Release of Liability
As the legal parent or guardian, I release and hold harmless Sunshine Dance & Cheer Studio its owners and operators from any and all liability, claims, demands, and causes of action whatsoever, arising out of or related to any loss, damage, or injury, including death, that may be sustained by the participant and/or the undersigned, while in or upon the premises or any premises under the control and supervision of Sunshine Dance & Cheer Studio , its owners and operators or in route to or from any of said premises.Although exposure is unlikely, do you accept the risk and release all liability from Sunshine Dance & Cheer Studio, owner, and staff from harm or liability should you, your child, or anyone that you know become exposed to COVID-19?I agree that should my dancer/camper show any of the following symptoms Fever, coughing, sneezing, and/or runny nose.

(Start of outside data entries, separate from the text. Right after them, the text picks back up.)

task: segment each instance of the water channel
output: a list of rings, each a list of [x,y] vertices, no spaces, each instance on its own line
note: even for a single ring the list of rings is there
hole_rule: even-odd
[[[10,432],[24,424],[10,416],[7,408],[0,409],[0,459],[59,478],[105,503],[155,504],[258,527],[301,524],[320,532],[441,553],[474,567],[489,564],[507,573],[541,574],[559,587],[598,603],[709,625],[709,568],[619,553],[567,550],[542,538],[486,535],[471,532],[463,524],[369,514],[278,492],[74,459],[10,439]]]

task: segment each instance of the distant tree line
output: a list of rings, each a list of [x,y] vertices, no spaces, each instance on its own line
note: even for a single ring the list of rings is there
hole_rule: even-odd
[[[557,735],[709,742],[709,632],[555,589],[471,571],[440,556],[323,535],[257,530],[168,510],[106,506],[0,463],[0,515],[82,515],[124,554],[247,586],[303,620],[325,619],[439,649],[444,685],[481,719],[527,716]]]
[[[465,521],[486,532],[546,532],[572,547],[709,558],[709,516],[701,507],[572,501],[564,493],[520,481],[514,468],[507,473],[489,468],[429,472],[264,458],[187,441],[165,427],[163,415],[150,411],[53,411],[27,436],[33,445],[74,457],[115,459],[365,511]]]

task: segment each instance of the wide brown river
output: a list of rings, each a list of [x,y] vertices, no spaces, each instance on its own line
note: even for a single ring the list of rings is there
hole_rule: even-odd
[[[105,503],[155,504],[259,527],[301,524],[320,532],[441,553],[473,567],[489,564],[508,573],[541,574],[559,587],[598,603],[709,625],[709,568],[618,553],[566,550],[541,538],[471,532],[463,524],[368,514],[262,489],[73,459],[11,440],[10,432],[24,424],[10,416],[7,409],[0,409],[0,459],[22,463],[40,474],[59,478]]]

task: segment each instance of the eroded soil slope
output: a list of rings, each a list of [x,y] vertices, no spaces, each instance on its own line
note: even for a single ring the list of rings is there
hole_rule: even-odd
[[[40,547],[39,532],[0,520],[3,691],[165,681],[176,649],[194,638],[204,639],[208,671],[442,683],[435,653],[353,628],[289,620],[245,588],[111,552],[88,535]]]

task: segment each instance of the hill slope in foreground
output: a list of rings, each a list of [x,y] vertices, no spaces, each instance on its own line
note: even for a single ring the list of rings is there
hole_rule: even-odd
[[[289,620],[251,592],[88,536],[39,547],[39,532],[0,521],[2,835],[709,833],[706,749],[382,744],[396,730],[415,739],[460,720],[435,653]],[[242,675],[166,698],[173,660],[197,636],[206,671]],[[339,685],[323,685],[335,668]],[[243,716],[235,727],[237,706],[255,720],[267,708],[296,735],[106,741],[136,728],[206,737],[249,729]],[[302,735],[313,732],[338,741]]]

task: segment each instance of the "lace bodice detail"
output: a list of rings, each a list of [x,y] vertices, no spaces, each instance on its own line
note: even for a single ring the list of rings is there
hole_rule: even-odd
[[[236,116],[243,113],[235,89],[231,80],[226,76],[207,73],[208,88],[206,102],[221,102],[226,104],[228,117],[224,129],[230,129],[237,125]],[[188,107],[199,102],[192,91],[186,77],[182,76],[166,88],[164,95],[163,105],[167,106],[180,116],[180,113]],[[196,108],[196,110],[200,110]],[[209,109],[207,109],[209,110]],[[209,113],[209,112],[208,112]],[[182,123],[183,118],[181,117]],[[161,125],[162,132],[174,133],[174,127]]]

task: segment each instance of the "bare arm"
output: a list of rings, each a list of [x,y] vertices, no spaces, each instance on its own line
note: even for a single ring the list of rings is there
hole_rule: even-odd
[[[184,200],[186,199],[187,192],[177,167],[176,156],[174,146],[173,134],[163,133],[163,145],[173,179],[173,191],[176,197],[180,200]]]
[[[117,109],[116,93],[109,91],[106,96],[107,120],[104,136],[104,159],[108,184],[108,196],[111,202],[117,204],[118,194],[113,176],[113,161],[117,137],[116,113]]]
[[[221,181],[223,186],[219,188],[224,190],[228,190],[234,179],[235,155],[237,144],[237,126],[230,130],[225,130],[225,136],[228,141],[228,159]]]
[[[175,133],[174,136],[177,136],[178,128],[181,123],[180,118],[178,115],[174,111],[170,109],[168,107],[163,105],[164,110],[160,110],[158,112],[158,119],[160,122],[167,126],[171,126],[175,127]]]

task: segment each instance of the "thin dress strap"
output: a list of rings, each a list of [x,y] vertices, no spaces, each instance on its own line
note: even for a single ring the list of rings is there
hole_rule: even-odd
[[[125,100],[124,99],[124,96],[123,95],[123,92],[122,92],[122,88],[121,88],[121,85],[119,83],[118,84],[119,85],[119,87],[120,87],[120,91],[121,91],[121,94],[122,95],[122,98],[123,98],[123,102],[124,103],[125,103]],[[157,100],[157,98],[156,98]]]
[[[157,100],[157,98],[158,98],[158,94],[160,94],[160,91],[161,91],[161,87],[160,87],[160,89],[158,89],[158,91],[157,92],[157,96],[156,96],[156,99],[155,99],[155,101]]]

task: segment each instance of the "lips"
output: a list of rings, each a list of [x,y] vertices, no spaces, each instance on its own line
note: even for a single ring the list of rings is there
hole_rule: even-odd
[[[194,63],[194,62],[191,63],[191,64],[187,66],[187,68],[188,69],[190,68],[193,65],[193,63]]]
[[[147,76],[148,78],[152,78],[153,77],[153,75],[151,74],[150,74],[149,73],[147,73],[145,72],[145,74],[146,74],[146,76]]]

I will inform a staff member at Sunshine Dance & Cheer Studio and keep my dancer/camp home until a medical physician allow them to return to the studio. I understand that no refunds or credits will be provided should my camper or dancer be forced to stay home for any reason. I agree that should anyone in my dancers/campers household or anyone living with my dancer becomes ill I will keep my dancer/camper home and I will contact a member of Sunshine Dance & Cheer Studio. I agree to follow and abide by all of the policy and procedures set forth by Sunshine Dance and Cheer Studio.
Signature Text
As the legal parent or guardian, I release and hold harmless Sunshine Dance & Cheer Studio , its owners and operators from any and all liability, claims, demands, and causes of action whatsoever, arising out of or related to any loss, damage, or injury, including death, that may be sustained by the participant and/or the undersigned, while in or upon the premises or any premises under the control and supervision of Sunshine Dance & Cheer Studio, its owners and operators or in route to or from any of said premises.
Medical Emergency
The undersigned gives permission to Sunshine Dance & Cheer Studio , its owners and operators to seek medical treatment for the participant in the event they are not able to reach a parent or guardian. I hereby declare any physical/mental problems, restictions, or condition and/or declare the paricipant to be in good physical and mental health. I request that our doctor/physician ________________ be called and that my child be transported to ______________________ hospital. Please include physicians' phone number _______________.
Payment Information
Tuition as it relates to students taking class at Sunshine Dance & Cheer Studio at 1569 Olivina Ave Suite 121 Livermore , CA or any location where a SDC instructor is teaching. Tuition is due by the first of each month. If accounts are paid after the tenth of the month, there will be a $15.00 late fee applied to the account balance. There is a $25.00 returned check charge for any checks returned by the bank.If your student would like to drop any class, session, or camp a written notice must be provided 14 days prior to the end of the month in order to not be charged tuition for the following month and Tuition for the current month must be paid. All one time fees for camp or off site sessions including competition and all events are non refundable. Students that participate in dance classes taught off site at an elementary school, middle school, pre school, daycare, or afterschool center will be required to pay required fees for the number of sessions prior to the start of the sessions. Any and all monthly tuition, summer camp fees, off site instructional sessions special events, and competition or performance fees that have fees required by Sunshine Dance & Cheer Studio are non refundable. Only a credit towards future classes provided on site or off site will be given. Should Sunshine Dance & Cheer Studio be forced to shut down operations due to state and/or county requirements, I understand that a refund will not be provided . I will still be required to provide a 14 day notice prior to the 1st of the month do avoid being charged the following month. If my noticed is provided after the this time, I understand that I will be changed for the next month .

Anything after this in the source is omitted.